Unmanned Aerial Systems: Exploring the Possibilities

Unmanned aerial vehicles (UAVs), commonly known as drones, are aircraft without a pilot, crew, or human passengers on board. UAVs are part of an unmanned aircraft system (UAS), which includes a ground controller and a communications system. UAVs can be remotely piloted by a human operator, such as a remotely piloted aircraft (RPA), or with varying degrees of autonomy, such as autopilot assistance. UAVs are used for a variety of purposes, from payload delivery to surveillance.

The use of UAVs is increasingly regulated by civil aviation authorities in individual countries. Military UAS classify UAVs based on their weight, maximum altitude, and speed. The malicious use of UAVs has led to the development of counter-UAS technologies. UAS consist of the aircraft component, sensor payloads, and a ground control station.

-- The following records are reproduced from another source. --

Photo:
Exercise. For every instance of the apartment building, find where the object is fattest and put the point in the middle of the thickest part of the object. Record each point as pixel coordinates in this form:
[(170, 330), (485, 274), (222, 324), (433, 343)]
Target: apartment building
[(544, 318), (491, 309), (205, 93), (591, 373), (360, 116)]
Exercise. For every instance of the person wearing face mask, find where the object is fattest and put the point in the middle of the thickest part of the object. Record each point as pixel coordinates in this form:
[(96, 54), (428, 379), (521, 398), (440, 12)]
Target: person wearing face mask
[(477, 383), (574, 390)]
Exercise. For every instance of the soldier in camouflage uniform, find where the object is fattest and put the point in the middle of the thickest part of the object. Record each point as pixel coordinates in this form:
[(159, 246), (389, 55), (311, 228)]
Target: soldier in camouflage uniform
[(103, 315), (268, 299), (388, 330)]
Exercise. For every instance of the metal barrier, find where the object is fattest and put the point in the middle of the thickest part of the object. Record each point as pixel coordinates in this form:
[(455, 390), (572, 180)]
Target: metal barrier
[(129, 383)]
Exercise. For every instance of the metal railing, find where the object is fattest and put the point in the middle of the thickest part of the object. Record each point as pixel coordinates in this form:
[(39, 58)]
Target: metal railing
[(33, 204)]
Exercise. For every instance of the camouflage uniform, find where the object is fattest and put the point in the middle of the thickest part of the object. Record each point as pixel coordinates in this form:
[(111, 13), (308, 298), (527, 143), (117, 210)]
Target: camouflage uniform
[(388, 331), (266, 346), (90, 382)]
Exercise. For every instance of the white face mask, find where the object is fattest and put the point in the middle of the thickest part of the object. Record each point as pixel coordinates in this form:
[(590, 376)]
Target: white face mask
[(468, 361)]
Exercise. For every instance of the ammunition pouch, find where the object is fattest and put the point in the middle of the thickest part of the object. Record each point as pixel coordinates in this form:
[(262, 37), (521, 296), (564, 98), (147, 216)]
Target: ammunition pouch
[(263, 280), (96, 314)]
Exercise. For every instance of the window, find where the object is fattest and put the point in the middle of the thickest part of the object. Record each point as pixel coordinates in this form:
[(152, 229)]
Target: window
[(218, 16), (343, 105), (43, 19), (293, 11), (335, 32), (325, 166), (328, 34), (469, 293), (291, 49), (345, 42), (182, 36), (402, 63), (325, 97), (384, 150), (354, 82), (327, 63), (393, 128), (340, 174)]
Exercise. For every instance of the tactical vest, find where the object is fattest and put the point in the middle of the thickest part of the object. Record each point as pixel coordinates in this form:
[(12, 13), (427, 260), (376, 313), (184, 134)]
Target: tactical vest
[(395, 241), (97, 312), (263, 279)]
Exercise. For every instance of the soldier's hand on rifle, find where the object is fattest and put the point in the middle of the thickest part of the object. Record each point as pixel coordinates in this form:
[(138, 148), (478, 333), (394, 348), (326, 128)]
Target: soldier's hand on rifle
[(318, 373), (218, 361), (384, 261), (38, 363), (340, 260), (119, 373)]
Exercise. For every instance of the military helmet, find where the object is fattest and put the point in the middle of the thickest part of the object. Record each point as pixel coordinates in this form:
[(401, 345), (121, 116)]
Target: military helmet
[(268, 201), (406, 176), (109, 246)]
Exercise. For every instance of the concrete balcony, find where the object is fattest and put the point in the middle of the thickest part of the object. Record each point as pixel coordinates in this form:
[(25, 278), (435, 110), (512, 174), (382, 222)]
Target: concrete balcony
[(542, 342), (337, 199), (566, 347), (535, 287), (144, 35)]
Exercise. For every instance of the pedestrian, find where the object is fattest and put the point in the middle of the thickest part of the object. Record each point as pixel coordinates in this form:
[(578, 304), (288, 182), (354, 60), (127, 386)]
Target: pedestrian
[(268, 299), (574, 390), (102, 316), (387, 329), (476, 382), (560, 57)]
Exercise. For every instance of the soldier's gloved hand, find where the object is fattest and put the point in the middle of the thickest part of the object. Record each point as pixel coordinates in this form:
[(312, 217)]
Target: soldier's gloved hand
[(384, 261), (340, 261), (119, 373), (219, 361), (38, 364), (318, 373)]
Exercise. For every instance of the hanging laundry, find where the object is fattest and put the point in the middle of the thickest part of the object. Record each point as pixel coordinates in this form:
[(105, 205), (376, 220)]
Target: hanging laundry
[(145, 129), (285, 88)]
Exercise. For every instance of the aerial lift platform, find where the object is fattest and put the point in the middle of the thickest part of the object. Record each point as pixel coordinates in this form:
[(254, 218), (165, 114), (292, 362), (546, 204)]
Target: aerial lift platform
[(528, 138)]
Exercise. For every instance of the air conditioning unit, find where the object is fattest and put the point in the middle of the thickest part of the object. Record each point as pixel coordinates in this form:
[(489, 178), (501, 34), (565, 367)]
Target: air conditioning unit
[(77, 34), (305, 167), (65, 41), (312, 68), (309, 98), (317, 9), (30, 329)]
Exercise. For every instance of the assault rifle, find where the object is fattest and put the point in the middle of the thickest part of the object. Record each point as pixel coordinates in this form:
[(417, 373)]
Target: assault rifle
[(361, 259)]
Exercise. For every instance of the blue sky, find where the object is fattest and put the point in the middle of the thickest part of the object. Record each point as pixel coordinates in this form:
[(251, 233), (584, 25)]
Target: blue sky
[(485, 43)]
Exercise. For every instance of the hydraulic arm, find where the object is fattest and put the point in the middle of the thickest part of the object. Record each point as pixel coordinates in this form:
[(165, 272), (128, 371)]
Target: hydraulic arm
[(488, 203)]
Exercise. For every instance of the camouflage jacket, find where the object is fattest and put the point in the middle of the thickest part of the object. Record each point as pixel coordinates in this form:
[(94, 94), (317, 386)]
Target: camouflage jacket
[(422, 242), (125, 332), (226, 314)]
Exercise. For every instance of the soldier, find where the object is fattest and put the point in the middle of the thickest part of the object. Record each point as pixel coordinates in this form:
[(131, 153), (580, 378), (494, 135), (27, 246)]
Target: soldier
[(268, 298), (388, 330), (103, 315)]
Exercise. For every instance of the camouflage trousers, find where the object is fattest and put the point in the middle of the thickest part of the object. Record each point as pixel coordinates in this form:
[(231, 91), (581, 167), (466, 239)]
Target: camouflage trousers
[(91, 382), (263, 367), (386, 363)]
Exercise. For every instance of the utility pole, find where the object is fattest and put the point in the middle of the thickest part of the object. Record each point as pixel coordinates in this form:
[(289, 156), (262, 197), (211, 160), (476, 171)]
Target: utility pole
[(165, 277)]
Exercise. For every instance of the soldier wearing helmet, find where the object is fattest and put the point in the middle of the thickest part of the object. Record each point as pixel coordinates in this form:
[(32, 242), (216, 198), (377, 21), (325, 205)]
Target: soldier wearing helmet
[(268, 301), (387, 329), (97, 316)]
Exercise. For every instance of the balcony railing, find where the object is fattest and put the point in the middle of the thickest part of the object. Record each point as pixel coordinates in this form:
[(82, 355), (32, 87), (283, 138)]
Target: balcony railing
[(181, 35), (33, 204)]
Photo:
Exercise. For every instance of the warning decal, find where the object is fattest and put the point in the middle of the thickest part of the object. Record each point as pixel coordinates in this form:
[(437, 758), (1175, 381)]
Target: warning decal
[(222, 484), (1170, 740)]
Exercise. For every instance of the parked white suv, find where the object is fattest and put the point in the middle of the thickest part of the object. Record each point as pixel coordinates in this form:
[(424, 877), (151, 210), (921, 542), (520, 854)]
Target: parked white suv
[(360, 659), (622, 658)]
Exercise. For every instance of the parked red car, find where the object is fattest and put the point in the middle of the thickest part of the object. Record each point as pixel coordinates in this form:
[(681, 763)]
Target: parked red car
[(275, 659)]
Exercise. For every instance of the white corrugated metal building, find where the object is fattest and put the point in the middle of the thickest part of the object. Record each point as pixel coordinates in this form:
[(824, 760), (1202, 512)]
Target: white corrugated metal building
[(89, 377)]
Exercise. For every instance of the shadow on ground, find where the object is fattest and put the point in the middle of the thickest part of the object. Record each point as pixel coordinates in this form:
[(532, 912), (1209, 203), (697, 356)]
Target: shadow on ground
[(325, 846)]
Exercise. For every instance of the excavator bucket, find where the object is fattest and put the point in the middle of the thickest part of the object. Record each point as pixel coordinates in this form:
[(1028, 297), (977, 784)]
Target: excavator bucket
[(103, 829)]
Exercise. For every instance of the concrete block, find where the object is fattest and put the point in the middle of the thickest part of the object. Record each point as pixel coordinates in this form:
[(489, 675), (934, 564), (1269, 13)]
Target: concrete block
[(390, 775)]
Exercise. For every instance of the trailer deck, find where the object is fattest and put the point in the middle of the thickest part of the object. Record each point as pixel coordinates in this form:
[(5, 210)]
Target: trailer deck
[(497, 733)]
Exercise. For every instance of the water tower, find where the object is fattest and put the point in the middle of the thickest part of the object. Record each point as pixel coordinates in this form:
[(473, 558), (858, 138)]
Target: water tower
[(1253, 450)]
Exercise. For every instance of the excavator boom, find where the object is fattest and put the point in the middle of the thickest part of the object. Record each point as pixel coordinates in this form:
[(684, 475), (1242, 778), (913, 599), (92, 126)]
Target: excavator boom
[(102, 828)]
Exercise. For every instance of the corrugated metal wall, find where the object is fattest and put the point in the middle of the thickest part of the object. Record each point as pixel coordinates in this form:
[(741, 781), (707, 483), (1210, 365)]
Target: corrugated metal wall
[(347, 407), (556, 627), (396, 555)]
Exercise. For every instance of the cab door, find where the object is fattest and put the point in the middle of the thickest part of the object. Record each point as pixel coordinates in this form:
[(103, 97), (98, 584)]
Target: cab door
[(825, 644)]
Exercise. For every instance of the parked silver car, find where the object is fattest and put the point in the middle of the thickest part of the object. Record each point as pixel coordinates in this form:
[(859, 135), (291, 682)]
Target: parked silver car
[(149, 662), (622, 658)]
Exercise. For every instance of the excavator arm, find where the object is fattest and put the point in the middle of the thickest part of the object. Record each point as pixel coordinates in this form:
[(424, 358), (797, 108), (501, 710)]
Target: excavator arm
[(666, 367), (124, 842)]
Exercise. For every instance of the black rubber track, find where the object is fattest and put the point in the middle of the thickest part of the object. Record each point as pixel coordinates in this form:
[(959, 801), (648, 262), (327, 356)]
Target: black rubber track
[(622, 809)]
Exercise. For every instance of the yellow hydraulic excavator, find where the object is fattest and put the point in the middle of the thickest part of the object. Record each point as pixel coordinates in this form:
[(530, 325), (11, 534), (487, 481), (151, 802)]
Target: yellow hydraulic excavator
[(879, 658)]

RAND research has contributed to the public debate on the use of drones for warfare and surveillance. The presentation of the first full-scale model of the European medium-altitude, high-strength unmanned aerial system at the ILA Berlin Air Show is a showcase of combined European technological excellence. This local positioning system allows manned and remotely controlled aerial vehicles (RPAS) to determine their relative position in the most adverse environmental conditions. The authors examine the logistical and maintenance aspects of an emerging operating concept to employ a family of UAVs that can be launched, recovered and maintained with minimal dependence on runways. In this report, RAND researchers explore current and potential military applications of autonomous systems, focusing especially on unmanned underwater vehicles and unmanned surface vehicles.

This policy direction is set out in the Secretary of Defense's Policy Memorandum entitled Guide to the Domestic Use of Unmanned Aircraft Systems in the United States.Unmanned aerial systems (UAS) are increasingly being integrated into today's airspace, providing unparalleled intelligence, surveillance and reconnaissance data for both military and civil applications. A similar term is an unmanned aerial vehicle system (UAVS), remotely piloted aerial vehicle (RPAV), remote piloted aircraft system (RPAS). Unmanned aerial vehicles are used in numerous real-life applications, such as payload delivery, traffic monitoring, the movement of objects in seemingly hazardous environments, and surveillance. An unmanned aerial vehicle (UAV) is defined as a motorized aerial vehicle that does not carry a human operator, uses aerodynamic forces to sustain the vehicle, can fly autonomously or be piloted remotely, can be disposable or recoverable, and can carry a lethal or non-lethal payload.

Colton Morford
Colton Morford

Avid student. Evil bacon fanatic. Total bacon fan. Passionate internet practitioner. Amateur internet advocate. Proud travel evangelist.